Question

sinA - CosoA +1
SinoA + CosoA -1=1/(secA - tanA)​

Answer 1

Answer:

cos A = 1-sinA this easy not so hard

Answer 2

$\dfrac{\sin A-\cos A +1}{\sin A+\cos A-1} =\dfrac{1}{\sec A-\tan A}$, proved.

Step-by-step explanation:

Prove that, $\dfrac{\sin A-\cos A +1}{\sin A+\cos A-1} =\dfrac{1}{\sec A-\tan A}$.

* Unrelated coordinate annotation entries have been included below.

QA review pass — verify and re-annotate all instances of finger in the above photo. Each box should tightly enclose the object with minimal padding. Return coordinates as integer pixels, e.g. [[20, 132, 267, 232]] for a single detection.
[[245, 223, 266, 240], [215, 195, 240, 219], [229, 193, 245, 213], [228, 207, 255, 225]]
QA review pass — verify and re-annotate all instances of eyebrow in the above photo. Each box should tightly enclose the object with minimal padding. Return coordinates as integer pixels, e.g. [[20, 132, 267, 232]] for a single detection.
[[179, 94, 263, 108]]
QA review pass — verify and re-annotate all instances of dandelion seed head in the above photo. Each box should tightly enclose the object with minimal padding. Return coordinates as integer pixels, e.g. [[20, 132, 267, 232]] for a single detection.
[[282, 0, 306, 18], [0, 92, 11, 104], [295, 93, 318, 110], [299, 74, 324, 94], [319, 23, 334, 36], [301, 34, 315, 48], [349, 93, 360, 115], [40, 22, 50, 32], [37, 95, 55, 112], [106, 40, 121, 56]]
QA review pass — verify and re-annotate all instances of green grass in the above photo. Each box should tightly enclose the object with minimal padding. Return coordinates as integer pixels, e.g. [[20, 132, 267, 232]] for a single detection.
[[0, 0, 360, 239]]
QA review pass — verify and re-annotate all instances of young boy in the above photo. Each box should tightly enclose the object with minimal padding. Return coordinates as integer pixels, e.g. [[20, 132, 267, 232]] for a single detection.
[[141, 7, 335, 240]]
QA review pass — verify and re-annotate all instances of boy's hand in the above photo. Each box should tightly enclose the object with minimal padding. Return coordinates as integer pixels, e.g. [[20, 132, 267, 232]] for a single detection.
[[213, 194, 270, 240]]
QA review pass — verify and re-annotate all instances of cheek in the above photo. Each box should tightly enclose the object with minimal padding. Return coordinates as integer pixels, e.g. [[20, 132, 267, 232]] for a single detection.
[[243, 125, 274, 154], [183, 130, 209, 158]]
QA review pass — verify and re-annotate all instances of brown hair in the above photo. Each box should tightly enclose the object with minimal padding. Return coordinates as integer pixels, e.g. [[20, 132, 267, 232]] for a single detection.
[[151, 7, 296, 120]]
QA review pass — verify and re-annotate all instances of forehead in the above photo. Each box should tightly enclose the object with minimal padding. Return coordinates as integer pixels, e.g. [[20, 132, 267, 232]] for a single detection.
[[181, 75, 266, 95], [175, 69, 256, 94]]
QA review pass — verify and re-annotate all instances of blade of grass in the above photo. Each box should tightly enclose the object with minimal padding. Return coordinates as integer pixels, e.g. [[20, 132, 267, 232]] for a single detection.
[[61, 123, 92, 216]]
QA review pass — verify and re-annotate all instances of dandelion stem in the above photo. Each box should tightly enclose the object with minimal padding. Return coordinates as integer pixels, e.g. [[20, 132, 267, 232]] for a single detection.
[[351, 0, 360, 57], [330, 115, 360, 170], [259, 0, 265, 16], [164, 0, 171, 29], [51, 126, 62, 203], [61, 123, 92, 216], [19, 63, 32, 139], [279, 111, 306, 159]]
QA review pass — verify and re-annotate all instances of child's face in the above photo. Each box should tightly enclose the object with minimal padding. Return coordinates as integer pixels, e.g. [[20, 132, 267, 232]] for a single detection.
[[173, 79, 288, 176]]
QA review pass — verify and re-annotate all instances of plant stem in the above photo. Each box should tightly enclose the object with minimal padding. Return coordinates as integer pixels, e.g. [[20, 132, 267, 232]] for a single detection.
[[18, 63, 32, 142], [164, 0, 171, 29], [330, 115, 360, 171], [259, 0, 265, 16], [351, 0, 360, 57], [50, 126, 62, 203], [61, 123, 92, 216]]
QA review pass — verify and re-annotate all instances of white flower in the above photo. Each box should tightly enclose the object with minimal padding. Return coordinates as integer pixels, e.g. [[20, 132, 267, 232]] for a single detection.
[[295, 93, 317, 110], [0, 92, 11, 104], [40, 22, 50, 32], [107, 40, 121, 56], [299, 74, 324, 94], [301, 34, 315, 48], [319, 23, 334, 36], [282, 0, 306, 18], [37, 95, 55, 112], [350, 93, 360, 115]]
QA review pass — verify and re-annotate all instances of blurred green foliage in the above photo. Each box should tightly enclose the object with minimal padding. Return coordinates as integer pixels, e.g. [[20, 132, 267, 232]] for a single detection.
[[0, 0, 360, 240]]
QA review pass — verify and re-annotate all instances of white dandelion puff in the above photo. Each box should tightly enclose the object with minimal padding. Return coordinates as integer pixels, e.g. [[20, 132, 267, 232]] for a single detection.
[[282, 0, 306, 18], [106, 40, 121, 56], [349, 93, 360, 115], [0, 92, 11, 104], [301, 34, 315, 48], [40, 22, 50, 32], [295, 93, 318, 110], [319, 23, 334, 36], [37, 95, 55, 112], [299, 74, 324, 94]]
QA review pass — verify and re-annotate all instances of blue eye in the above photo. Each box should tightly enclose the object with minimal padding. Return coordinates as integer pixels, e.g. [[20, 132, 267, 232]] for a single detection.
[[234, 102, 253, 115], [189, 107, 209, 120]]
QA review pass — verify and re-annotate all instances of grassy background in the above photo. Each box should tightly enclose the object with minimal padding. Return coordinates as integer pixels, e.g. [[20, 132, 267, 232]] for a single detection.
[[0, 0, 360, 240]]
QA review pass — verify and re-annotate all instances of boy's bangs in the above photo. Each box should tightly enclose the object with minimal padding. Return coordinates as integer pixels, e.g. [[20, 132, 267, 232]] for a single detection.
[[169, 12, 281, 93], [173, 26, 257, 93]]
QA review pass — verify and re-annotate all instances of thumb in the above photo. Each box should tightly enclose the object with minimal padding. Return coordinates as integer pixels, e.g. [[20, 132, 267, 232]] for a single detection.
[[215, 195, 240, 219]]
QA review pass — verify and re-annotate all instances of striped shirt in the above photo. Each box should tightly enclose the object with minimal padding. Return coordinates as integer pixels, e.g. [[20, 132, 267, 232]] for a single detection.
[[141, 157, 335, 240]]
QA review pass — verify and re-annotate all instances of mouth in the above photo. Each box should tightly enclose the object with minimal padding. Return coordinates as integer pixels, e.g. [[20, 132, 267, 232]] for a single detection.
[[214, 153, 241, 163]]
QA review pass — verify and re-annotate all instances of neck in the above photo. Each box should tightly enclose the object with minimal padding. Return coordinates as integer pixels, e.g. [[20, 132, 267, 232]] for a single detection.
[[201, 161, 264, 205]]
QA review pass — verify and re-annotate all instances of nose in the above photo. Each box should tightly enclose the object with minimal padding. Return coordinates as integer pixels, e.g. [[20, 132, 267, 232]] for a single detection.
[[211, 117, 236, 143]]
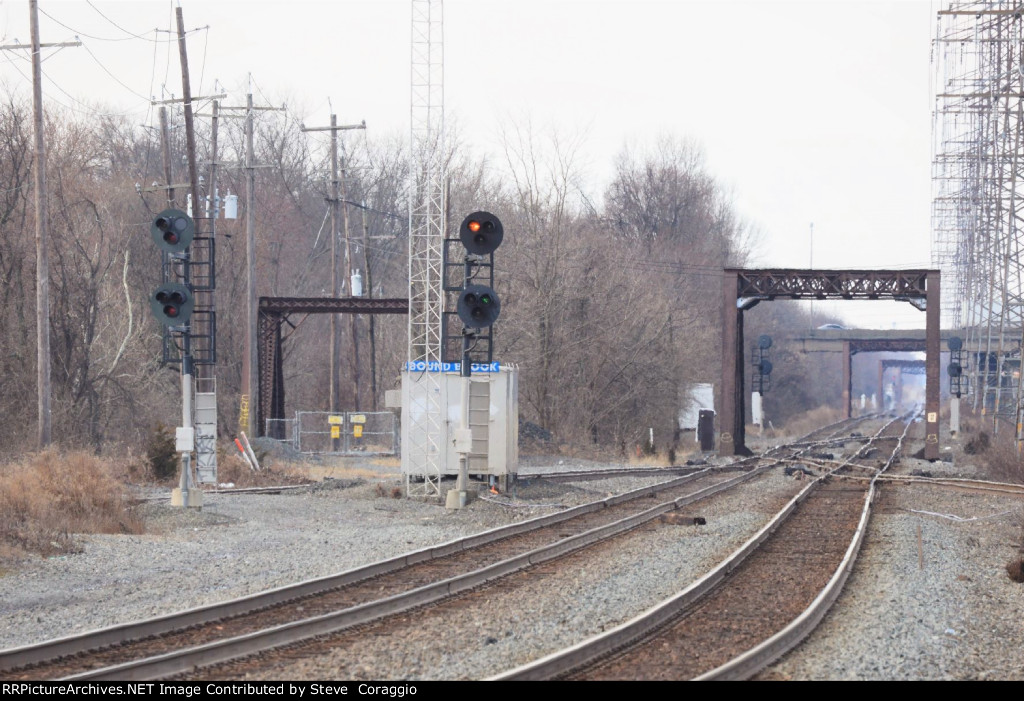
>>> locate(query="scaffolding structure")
[932,0,1024,433]
[402,0,445,496]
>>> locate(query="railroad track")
[493,409,912,681]
[0,409,884,680]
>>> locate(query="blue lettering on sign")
[404,360,502,373]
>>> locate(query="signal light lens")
[150,210,196,253]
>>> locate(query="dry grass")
[965,431,1024,484]
[774,406,844,438]
[0,449,142,559]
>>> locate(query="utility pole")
[29,0,52,448]
[218,88,285,436]
[302,115,367,411]
[177,5,199,213]
[0,0,82,448]
[359,201,377,411]
[160,104,174,208]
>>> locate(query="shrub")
[145,424,179,482]
[0,449,142,555]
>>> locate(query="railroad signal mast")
[444,212,505,509]
[150,204,216,508]
[751,334,772,430]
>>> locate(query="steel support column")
[925,270,941,461]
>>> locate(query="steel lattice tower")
[932,0,1024,441]
[402,0,445,496]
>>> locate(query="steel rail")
[61,465,775,682]
[488,419,909,681]
[0,470,711,671]
[0,409,880,678]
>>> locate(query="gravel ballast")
[0,454,1024,680]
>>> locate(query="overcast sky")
[0,0,938,327]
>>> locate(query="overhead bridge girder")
[726,268,928,301]
[719,268,940,459]
[256,297,409,438]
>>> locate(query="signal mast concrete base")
[171,487,203,509]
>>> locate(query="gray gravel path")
[0,454,1024,680]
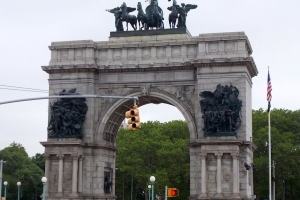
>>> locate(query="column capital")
[199,151,207,159]
[56,153,65,160]
[44,153,51,160]
[71,153,79,160]
[230,151,240,159]
[215,152,223,158]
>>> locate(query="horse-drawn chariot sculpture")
[106,0,197,31]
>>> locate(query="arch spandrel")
[95,91,197,144]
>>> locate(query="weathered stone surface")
[42,29,258,200]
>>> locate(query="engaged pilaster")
[198,152,207,199]
[231,152,240,199]
[57,154,64,195]
[71,154,78,196]
[44,153,50,197]
[215,152,223,199]
[78,155,83,193]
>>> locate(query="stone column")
[57,154,64,195]
[198,152,207,199]
[215,152,223,199]
[78,155,83,193]
[71,154,78,196]
[231,152,240,199]
[44,153,50,197]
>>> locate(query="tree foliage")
[0,142,44,199]
[252,109,300,199]
[116,121,190,199]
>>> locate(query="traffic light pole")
[165,186,168,200]
[0,160,6,197]
[0,94,139,105]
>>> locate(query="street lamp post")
[42,177,47,200]
[150,176,155,200]
[3,181,8,200]
[0,160,6,197]
[17,181,21,200]
[148,185,151,200]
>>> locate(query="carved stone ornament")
[103,171,112,194]
[48,88,88,138]
[223,170,232,182]
[200,85,242,136]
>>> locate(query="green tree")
[0,142,44,199]
[116,121,190,199]
[252,109,300,199]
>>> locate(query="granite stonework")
[42,30,258,200]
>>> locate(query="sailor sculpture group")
[106,0,197,31]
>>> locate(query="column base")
[70,192,79,197]
[198,193,208,199]
[55,192,63,197]
[214,193,224,199]
[231,194,241,199]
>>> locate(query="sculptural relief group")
[106,0,197,31]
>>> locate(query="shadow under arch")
[95,91,197,144]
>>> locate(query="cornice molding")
[42,58,258,77]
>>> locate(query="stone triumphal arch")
[41,28,258,199]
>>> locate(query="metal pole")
[268,111,272,200]
[0,160,6,197]
[152,182,154,200]
[273,160,275,200]
[165,186,168,200]
[18,185,20,200]
[42,183,46,200]
[250,137,254,196]
[0,160,3,198]
[0,94,139,105]
[130,172,133,200]
[4,185,6,200]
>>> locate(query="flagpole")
[268,111,272,200]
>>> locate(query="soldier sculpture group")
[106,0,197,31]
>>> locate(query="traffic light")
[125,105,141,130]
[244,163,251,170]
[168,188,179,197]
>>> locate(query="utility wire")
[0,88,48,93]
[0,85,48,92]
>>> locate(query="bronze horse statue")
[168,0,179,28]
[152,1,164,29]
[120,2,137,31]
[137,2,149,30]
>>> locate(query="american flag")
[267,70,272,112]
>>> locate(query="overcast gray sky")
[0,0,300,156]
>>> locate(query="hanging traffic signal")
[168,188,179,197]
[125,105,141,130]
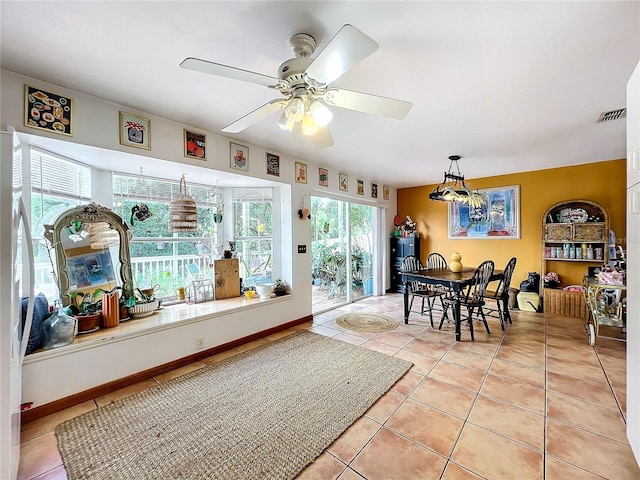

L.H.S. $=\dfrac{\sin A-\cos A +1}{\sin A+\cos A-1}$

$=\dfrac{\sin A-(\cos A -1)}{\sin A+(\cos A-1)}$

Rationalising numerator and denominator, we get

$=\dfrac{\sin A-(\cos A -1)}{\sin A+(\cos A-1)}\times \dfrac{\sin A-(\cos A-1)}{\sin A-(\cos A-1)}$

$=\dfrac{[\sin A-(\cos A -1)]^2}{\sin^2 A-(\cos A-1)^2}$

$=\dfrac{[\sin^2 A+(\cos A -1)]^2+2\sin A(\cos A -1)}{\sin^2 A-\cos^2 A-1+2\cos A}$

$=\dfrac{\sin^2 A+\cos^2 A+1-2\cos A+2\sin A\cos A -2\sin A}{\sin^2 A-\cos^2 A-1+2\cos A}$

= $\dfrac{1+\sin A}{\cos A}$

$=\sec A+\tan A$

R.H.S. $=\dfrac{1}{\sec A-\tan A}$

$=\dfrac{1}{\sec A-\tan A}\times \dfrac{\sec A+\tan A}{\sec A+\tan A}$

$=\dfrac{\sec A+\tan A}{\sec^2 A-\tan^2 A}$

Using the trigonometric identity,

$\sec^2 A-\tan^2 A=1$

$=\sec A+\tan A$

∴ L.H.S. = R.H.S. $=\sec A+\tan A$, proved.